COVID Vaccine Hesitancy on YouTube

May 10, 2021

By Sam Clark, Mishaela Robison & Mark Ledwich

While more than half of the US adult population has received at least one dose of the COVID-19 vaccine, as many as 1 in 4 American adults do not intend to do so, with another 5% “uncertain.” This vaccine skepticism carries a potential consequence of continued community transmission and fatalities, as well endangering a return to normalcy.

Online content creators can be particularly impactful in shaping public opinion around vaccinations. Still, popularity and viewership do not equate infallibility: these users can spread harmful narratives as easily as positive. While most mainstream social media platforms have implemented policies to combat false information surrounding COVID-19, none have gone as far as removing personal expressions of vaccine hesitancy. However, this borderline content is likely increasing vaccine skepticism.

Prior research has focused on skepticism regarding COVID-19 and mask wearing, however the widespread production of vaccines means that the spotlight must now shift to vaccine hesitancy. In this report we aim to identify cases where individuals on YouTube express vaccine hesitancy. Despite being harmful, the majority of these cases would not be appropriate to remove from the platform given their current guidelines. Nevertheless, we believe it’s important to measure the scale of this content as the narrative progresses.
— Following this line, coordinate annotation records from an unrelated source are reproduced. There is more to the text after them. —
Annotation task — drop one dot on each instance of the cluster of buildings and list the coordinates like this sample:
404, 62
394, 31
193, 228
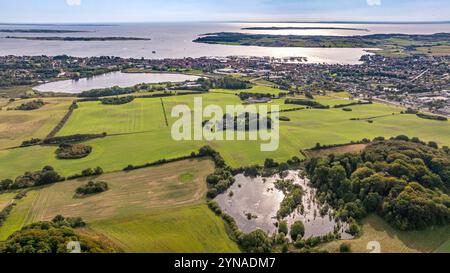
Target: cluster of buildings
419, 81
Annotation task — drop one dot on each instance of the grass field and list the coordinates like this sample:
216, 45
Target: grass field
5, 199
354, 148
160, 209
255, 89
139, 116
17, 126
306, 128
394, 241
190, 229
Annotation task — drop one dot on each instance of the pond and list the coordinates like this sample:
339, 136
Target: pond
110, 80
259, 197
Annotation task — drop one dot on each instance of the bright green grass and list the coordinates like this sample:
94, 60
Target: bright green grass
138, 116
159, 209
445, 248
306, 128
192, 229
186, 177
17, 126
19, 215
254, 89
5, 199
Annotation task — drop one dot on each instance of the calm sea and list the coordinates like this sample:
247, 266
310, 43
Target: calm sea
174, 40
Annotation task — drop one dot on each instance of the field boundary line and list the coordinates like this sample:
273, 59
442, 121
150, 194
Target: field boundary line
63, 121
164, 111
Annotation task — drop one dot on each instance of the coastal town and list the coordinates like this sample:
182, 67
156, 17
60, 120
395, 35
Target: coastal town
419, 82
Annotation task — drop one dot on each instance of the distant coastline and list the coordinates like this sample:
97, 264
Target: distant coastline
41, 31
77, 39
304, 28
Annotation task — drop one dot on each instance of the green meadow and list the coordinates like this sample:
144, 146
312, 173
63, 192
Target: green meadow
138, 133
159, 209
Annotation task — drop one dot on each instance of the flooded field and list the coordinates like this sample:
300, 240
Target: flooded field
254, 203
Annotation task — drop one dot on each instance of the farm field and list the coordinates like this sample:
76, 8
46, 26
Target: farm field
305, 128
394, 241
17, 126
171, 195
5, 199
189, 229
142, 115
254, 89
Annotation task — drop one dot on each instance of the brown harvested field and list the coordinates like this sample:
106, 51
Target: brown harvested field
17, 126
352, 148
5, 199
134, 192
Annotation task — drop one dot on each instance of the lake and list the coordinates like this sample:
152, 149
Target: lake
259, 197
110, 80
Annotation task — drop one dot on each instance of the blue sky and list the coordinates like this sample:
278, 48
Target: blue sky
86, 11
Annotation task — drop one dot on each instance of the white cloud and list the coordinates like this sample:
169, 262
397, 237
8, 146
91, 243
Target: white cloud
374, 2
73, 2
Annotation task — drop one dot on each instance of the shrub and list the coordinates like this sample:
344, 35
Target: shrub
73, 151
117, 100
32, 105
297, 230
92, 187
345, 248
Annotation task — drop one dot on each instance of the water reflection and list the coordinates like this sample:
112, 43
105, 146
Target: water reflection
254, 203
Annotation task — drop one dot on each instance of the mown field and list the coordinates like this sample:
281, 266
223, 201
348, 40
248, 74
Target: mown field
138, 133
160, 209
17, 126
375, 229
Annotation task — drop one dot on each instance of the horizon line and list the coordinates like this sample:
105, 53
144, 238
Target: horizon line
106, 23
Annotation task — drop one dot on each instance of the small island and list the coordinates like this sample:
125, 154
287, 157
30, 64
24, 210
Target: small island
404, 43
304, 28
41, 31
79, 39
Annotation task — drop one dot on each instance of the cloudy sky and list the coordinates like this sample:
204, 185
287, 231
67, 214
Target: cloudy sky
86, 11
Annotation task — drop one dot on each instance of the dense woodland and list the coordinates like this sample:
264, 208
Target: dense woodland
117, 100
30, 179
404, 180
52, 237
31, 105
73, 151
92, 187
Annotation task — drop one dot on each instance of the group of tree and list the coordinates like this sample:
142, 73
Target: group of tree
52, 237
88, 173
309, 103
246, 122
352, 104
92, 187
117, 100
72, 138
224, 83
30, 179
31, 105
247, 95
403, 180
293, 195
73, 151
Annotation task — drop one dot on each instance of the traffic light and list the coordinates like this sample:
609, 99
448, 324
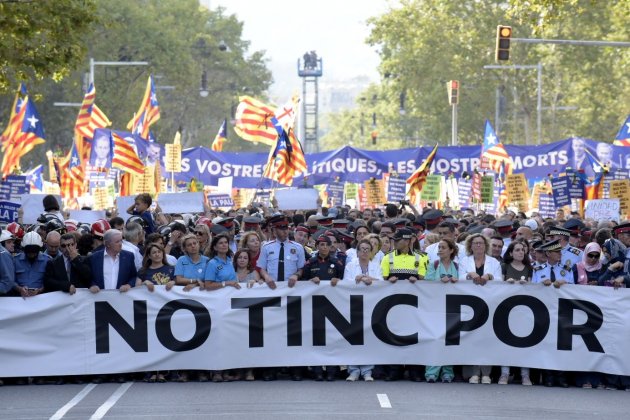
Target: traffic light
504, 34
453, 92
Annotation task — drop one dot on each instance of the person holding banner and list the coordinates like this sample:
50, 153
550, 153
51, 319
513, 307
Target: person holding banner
443, 269
479, 267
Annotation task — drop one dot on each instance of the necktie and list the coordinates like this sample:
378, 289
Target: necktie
281, 263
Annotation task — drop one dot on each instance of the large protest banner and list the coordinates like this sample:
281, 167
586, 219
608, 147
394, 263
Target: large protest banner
574, 328
349, 164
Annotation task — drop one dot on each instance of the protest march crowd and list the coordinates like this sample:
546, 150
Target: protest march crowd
261, 245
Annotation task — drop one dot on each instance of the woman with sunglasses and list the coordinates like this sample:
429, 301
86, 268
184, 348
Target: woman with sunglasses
443, 269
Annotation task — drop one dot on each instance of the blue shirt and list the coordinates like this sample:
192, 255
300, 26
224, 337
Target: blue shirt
30, 275
293, 258
7, 271
220, 270
190, 270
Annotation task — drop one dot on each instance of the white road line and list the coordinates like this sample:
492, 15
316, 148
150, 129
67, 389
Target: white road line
77, 398
383, 400
103, 409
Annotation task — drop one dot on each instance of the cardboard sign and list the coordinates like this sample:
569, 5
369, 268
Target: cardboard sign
181, 202
396, 188
297, 198
220, 200
33, 205
375, 193
487, 189
173, 159
87, 216
431, 188
9, 211
602, 209
621, 189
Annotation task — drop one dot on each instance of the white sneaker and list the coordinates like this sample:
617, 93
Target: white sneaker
353, 377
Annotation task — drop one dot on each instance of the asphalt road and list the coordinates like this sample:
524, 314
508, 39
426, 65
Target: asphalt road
307, 399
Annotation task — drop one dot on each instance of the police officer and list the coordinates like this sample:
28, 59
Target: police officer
570, 254
403, 264
552, 272
281, 259
323, 266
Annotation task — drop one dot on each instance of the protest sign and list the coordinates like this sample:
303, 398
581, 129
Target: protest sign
297, 198
87, 216
181, 202
9, 211
487, 189
431, 188
602, 209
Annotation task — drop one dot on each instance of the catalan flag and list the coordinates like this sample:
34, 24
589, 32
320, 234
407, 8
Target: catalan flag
219, 140
29, 133
417, 179
254, 121
148, 113
493, 152
125, 157
623, 136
We believe this data will be beneficial to those working on campaigns targeting vaccine hesitancy, as well as ongoing vaccine mindset research.


Report highlights

  • We identified 3,634 videos uploaded between Jan 1st 2020 and May 1st 2021 (accounting for 72M views) in which individuals express vaccine hesitancy and COVID is discussed.
  • An interactive chart is available to explore these videos along a number of dimensions and learn more about individuals that are expressing vaccine hesitancy.
  • We provide a breakdown of the top 50 most subscribed YouTube creators that have expressed vaccine hesitancy.


Methodology

For this analysis, we operationalized “vaccine hesitancy” on video-based formats through three different conditions:

  1. Individuals saying that they (or their children) have refused vaccines in the past
  2. Individuals saying that they (or their children) will not be vaccinated in the future
  3. Individuals suggesting that others refuse vaccinations


Videos conveying vaccine hesitancy can be found in a wide variety of YouTube categories. Since Pendulum is still in the process of ramping up category coverage, we limit this analysis to the following channels:

  • 7,300 political and cultural channels from Transparency Tube all w/ 10K+ subscribers
  • 10,000 English language channels with at least 1M+ subscribers
  • Other channels discovered in Reddit and Parler posts containing COVID keywords


From these channels we have caption data for 14M videos, which we split into  205M “snippets” (short sections of captions that are ~100 tokens long). In order to limit the amount of caption data that needs to be processed, we limit ourselves to the following set of videos and snippets:

  • Videos uploaded between Jan 1, 2020 and May 1, 2021 that include one or more reference to COVID in their captions.
  • Caption snippets that contain the pronoun “I” and some form of the word “vaccine”.


These filters result in a set of 167K videos and 729K caption snippets, a dataset that is far too large to manually review. From here it might be tempting to add additional keywords and hand crafted patterns to narrow down the number of caption snippets that need to be considered further or perhaps even just use patterns to identify vaccine hesitancy cases. However, this is unlikely to work for the following reasons:

  1. There are a significant number of ways a person can say they’re not getting vaccinated. This means manually crafted patterns will likely have low “recall” (coverage).
  2. There are a significant number of conversations that use hypotheticals or include hard to handle conditions. This means manually crafted patterns will have low “precision” (accuracy). For example:
  • “you know my question is this for those who are teachers who are like hey I'm not getting the vaccine remember the big deal the teachers union made about starting school backup”
  • “as possible of a young the younger generation so I'm then likely not to get the vaccine even in the uk and us until june july august”

Pendulum has developed a machine learning (ML) method that works significantly better than using hand crafted patterns and only requires a small amount of labeled data and user input. Applying this ML method allows us identify vaccine hesitancy cases for:

  • 4,237 caption snippets
  • 3,634 videos
  • 1,528 channels

We’ve also created an interactive chart at the bottom of this report to explore these cases and filter them along a variety of dimensions.

Findings

Who is expressing vaccine hesitancy?

In order to measure the accuracy of our method and better understand the cases in which individuals were expressing vaccine hesitancy, we manually labeled 165 random examples from the final dataset. Of these, 45 came from videos that are no longer available (creator made private or YT removed the video or channel). We labeled these cases based on transcripts (all others were labeled by reviewing the video). We found that our model was correct for 76% of these cases.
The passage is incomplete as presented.